Taking initiative and offering assistance
I have kept a bookmark to Joel Spolsky’s article on Unicode and character sets on my work computer for ages. So last week, with all the buzz about the demise of del.icio.us, I finally decided it was a good time to find a link manager service to have a persistent place for such things. That brought me to Trunk.ly, a link aggregation service that pulls in links from Twitter, Facebook, etc., and started using it immediately.
After reading their first blog post (discussing their not-quite-when-we-planned-to-launch launch), I could kind of tell they were feeling the heat to ramp up development to handle their influx of traffic. Not only that but with their growing userbase they were also dealing with requests for new features and bugfixes.

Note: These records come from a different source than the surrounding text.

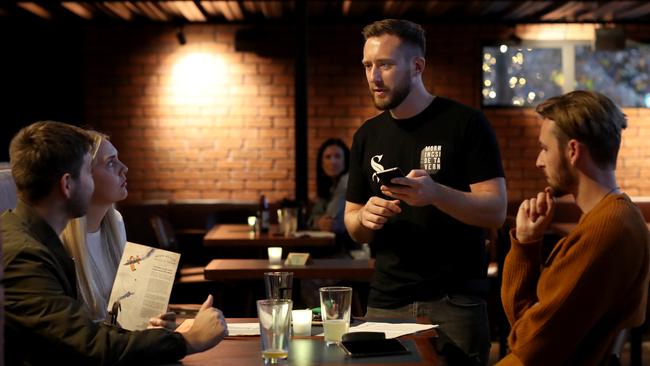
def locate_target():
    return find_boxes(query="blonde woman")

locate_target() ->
[61,131,129,322]
[61,131,175,328]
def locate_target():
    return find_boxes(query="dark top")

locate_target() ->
[0,201,187,365]
[346,97,504,308]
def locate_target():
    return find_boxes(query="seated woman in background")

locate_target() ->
[307,138,358,256]
[61,131,176,328]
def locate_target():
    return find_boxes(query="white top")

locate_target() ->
[86,212,126,321]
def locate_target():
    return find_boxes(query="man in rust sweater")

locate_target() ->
[499,91,650,365]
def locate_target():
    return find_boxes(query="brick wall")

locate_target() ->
[85,25,650,200]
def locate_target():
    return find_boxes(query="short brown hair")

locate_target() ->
[9,121,93,203]
[536,90,627,169]
[361,19,427,57]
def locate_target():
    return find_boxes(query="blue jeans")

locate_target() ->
[366,295,490,365]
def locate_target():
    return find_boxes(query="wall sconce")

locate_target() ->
[176,26,187,46]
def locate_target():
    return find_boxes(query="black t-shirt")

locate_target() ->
[346,97,504,308]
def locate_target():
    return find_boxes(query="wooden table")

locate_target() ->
[203,224,336,250]
[166,319,445,366]
[203,259,375,281]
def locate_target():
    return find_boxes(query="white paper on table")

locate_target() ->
[293,230,336,238]
[228,323,260,337]
[108,242,181,330]
[318,322,438,338]
[176,319,260,337]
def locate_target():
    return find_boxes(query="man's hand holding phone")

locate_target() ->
[381,169,440,207]
[377,167,404,186]
[357,196,402,230]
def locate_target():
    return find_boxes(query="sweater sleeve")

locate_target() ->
[3,245,187,365]
[501,229,542,324]
[501,212,640,365]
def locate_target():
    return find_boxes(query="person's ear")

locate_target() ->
[59,173,73,199]
[566,139,586,166]
[413,56,427,76]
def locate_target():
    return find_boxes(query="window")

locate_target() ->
[482,41,650,108]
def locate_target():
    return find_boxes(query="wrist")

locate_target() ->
[515,231,542,244]
[357,207,363,227]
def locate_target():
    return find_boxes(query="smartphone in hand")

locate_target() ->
[341,338,410,357]
[377,167,404,186]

Just on a lark, looking for a new project to work on, I sent them a message using their “Contact Us” form that simply asked, “Is there any way to contribute help to Trunk.ly?”
I was surprised when they wrote back, and even more surprised when they gave me a small and straightforward feature (RSS feed importing) to implement. It has been fulfilling, educational and entertaining writing code for something that a lot of people use, not to mention actually helping a couple of real developers out by giving them my time. I am sure they will have to revise it, given that I’m not exactly the world’s most experienced developer of production-quality code. That being said, I’m pretty proud of the little bit I’ve done. Added bonus: I’m not embarrassed about my github repos anymore, since I’ve got something actually useful in there now.
I guess the lesson here is that to find a project to work on in order to hone your skills, ask the people who make the things you have a use for if you can help. I’m much more optimistic the answer will be “yes” in the future (and infinitely more confident that I’ll actually be able to pull off executing the task I’ve been given!).